StepFun AI Introduces Step-Deep Research: A Cost-Efficient Deep Research Agent Model Built on Atomic Energy

StepFun has launched Step-DeepResearch, the only 32B parameter to complete deep research agent that aims to transform web search into a real research workflow with long-term horizon thinking, tool use and structured reporting. The model is built on Qwen2.5 32B-Base and is trained to work as a single agent that organizes, checks sources, verifies evidence and writes reports with quotes, while keeping the cost of consideration low.
From Research to Deep Research
Most of the existing web agents are enabled for multi-hop query response benchmarks. They try to match the basic truth answers to short questions. This is closer to objective retrieval than actual research. In-depth research activities are different. It includes recognition of ulterior motive, long-term decision making, use of flexible tools, systematic thinking and multi-source validation under uncertainty.
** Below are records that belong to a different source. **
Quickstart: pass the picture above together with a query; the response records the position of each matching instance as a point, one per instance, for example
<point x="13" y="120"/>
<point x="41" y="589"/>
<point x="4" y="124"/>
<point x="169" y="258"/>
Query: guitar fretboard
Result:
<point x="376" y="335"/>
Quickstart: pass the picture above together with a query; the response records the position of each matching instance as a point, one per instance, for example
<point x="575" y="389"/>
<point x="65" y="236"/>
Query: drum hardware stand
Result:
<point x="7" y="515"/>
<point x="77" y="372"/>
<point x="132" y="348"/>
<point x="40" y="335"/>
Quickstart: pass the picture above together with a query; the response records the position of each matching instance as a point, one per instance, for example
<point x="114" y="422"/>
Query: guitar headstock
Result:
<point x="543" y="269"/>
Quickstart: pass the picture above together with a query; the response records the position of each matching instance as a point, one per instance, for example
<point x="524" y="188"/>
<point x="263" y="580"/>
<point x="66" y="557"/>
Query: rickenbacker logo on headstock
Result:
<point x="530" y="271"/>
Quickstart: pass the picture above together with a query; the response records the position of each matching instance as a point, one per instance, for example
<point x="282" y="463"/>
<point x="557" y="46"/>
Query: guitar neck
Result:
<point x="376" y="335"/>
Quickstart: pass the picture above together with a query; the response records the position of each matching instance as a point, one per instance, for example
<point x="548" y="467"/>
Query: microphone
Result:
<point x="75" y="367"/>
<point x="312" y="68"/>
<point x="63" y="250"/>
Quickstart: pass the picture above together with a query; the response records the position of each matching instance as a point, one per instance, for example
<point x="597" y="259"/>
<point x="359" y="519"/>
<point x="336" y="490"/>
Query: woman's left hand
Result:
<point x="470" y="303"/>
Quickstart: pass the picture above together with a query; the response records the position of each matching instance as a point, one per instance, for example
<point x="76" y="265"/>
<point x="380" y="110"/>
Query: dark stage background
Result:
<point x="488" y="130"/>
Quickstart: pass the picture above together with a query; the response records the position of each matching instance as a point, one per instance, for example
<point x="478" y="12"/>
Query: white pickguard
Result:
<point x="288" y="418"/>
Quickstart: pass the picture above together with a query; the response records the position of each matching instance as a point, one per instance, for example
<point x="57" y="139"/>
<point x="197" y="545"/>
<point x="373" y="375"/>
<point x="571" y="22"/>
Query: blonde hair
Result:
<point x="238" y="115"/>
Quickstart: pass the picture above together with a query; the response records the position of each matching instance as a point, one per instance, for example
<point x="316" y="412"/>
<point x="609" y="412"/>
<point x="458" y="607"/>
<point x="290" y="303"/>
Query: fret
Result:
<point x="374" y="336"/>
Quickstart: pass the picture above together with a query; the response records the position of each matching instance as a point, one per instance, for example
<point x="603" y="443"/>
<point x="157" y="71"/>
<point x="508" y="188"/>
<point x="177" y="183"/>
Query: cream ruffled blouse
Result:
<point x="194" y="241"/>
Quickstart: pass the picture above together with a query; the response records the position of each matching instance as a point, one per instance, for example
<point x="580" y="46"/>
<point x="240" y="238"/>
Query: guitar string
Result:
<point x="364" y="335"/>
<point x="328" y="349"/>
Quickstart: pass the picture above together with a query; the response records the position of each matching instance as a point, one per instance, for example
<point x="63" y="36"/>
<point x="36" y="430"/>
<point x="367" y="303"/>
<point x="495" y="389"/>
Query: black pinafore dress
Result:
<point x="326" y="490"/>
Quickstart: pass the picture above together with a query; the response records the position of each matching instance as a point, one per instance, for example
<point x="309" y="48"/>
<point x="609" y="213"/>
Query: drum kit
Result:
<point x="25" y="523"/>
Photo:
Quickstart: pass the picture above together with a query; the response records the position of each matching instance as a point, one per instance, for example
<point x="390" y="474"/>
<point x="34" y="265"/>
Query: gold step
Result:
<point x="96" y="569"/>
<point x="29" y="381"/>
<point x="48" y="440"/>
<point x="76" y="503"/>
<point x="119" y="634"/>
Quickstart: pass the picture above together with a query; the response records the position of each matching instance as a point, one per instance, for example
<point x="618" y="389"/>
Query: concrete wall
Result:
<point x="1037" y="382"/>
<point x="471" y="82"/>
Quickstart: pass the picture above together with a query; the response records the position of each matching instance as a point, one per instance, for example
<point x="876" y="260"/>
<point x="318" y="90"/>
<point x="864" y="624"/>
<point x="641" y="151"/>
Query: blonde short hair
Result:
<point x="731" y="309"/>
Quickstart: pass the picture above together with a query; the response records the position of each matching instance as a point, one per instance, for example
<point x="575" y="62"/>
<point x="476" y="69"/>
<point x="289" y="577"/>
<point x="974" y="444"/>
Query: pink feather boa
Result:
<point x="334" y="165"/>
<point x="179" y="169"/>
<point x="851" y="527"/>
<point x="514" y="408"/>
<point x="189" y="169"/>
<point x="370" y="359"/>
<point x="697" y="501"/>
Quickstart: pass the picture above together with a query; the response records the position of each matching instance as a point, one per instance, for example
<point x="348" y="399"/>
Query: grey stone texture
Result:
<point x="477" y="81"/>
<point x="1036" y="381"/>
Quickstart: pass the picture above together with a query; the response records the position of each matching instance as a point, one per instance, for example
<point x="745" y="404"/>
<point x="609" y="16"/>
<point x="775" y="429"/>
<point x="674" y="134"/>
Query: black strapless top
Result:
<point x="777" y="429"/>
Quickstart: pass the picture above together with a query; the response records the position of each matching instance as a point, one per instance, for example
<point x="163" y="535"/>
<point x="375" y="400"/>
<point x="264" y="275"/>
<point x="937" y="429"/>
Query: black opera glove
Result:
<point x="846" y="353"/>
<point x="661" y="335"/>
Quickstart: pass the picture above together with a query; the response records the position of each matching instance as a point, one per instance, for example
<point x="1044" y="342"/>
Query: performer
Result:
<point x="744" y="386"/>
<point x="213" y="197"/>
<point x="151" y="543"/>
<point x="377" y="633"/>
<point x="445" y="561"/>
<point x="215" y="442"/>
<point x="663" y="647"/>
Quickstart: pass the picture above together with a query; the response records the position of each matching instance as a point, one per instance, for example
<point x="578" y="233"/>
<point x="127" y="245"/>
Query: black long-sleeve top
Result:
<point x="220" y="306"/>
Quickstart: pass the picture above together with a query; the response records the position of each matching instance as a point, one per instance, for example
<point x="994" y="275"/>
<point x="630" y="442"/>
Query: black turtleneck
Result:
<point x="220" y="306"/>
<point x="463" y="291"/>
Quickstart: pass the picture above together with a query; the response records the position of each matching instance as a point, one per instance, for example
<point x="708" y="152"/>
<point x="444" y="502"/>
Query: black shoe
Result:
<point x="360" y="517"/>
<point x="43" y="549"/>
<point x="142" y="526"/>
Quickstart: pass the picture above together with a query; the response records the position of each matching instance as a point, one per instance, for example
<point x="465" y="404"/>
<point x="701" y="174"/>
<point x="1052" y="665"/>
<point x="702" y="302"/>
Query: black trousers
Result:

Step-DeepResearch recasts this as making sequential decisions over a compact set of atomic capabilities. The research team describes 4 atomic skills, planning and breakdown of work, searching for deep information, reflection and verification, and production of professional reports. Instead of programming multiple external agents, the system internalizes this loop into a single model that determines the next action at each step.
Data Synthesis around Atomic Energy
To teach these atomic skills, the research team created separate data pipelines for each skill. In terms of programming, they range from high-quality technical reports, research papers and financial analysis documents. They deduce practical research strategies and work trees from topics, summaries and structure, and generate trajectories following these plans. This exposes the model to long-horizon project structures, not just short-term query templates.
For deeper information, they build graph-based queries on top of knowledge graphs such as Wikidata5m and CN-DBpedia. They sample subgraphs, extend them using search, and compile queries that require multi-hop reasoning across entities and documents. A separate pipeline uses Wiki-style link indexing to force retrieval of separate document and evidence combinations. Simple questions that a robust model can already solve with a simple ReAct-style strategy are filtered out, so the training focuses on hard search problems.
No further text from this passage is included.